From a technology perspective, the two trends to focus on are:
1. Batch processing – the increasing awareness of batch processing and the recent uptick in use of the mapeduce paradigm for that purpose; Distributed computing is a field of computer science that studies distributed systems.
2. NoSQL stores - The rise of so called "NoSQL" stores and their use to serve up data to online users; a distributed file system or network file system is any file system that allows access to files from multiple hosts sharing via a computer network. This makes it possible for multiple users on multiple machines to share files and storage resources.
Both of these trends represent significant advances in the way that hosted systems are developed. But in order to derive the most value for an entire system, developers must think about how these two areas will work together in some holistic manner.
This book is your ultimate resource for Storing and managing big data- NoSQL, Hadoop and more. Here you will find the most up-to-date information, analysis, background and everything you need to know.

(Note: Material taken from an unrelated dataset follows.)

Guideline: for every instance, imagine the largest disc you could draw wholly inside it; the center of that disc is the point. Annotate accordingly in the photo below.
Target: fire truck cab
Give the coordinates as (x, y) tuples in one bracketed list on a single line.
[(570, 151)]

In easy to read chapters, with extensive references and links to get you to know all there is to know about Storing and managing big data- NoSQL, Hadoop and more right away, covering: Distributed data store, Background Intelligent Transfer Service, BATON Overlay, BitVault, Bootstrapping node, Chimera (software library), Chord (peer-to-peer), Cloud (operating system), CoDeeN, Collaber, Collanos, Comparison of streaming media systems, Comparison of video hosting services, Content addressable network, Content delivery network, Coral Content Distribution Network, Data center, Distributed file system, Distributed hash table, Distributed Networking, FAROO, Globule (CDN), GlusterFS, Grid casting, Hibari (database), High performance cloud computing, HTTP(P2P), Hyper distribution, Infrastructure for Resilient Internet Systems, Jigdo, JXTA, Kademlia, Key-based routing, Koorde, Legion (software), MagmaFS, Metalink, NeoEdge Networks, Octoshape, Ono (P2P), Osiris (Serverless Portal System), OverSim, P-Grid, P2P-Next, P2PTV, PAST storage utility, Pastry (DHT), Peer-to-peer wiki, Prefix hash tree, Proactive network Provider Participation for P2P, Rawflow, Sciencenet, Similarity Enhanced Transfer, Space-based architecture, Superdistribution, Tapestry (DHT), Tulip Overlay, Tuotu, Web acceleration, YaCy, Aquiles, BigTable, Apache Cassandra, Column family, Hector (API), Keyspace (distributed data store), NoSQL, Standard column family, Super column family, Tombstone (data store), Voldemort (distributed data store), Andrew File System, Apache Hadoop, Apache Hive, BigCouch, Ceph, The Circle (file system), Cloudant, Cloudera, CloudStore, DCE Distributed File System, Direct Access File System, Distributed File System (Microsoft), FhGFS, Gfarm file system, Global Storage Architecture, Google File System, HAMMER, IBM General Parallel File System, Infinit, Lustre (file system), MapR, Moose File System, OFFSystem, OneFS distributed file system, Parallel Virtual File System, POHMELFS, Sector/Sphere, Storage@home, Tahoe Least-Authority Filesystem, Wuala, XtreemFS.
This book explains in-depth the real drivers and workings of Storing and managing big data- NoSQL, Hadoop and more. It reduces the risk of your technology, time and resources investment decisions by enabling you to compare your understanding of Storing and managing big data- NoSQL, Hadoop and more with the objectivity of experienced professionals.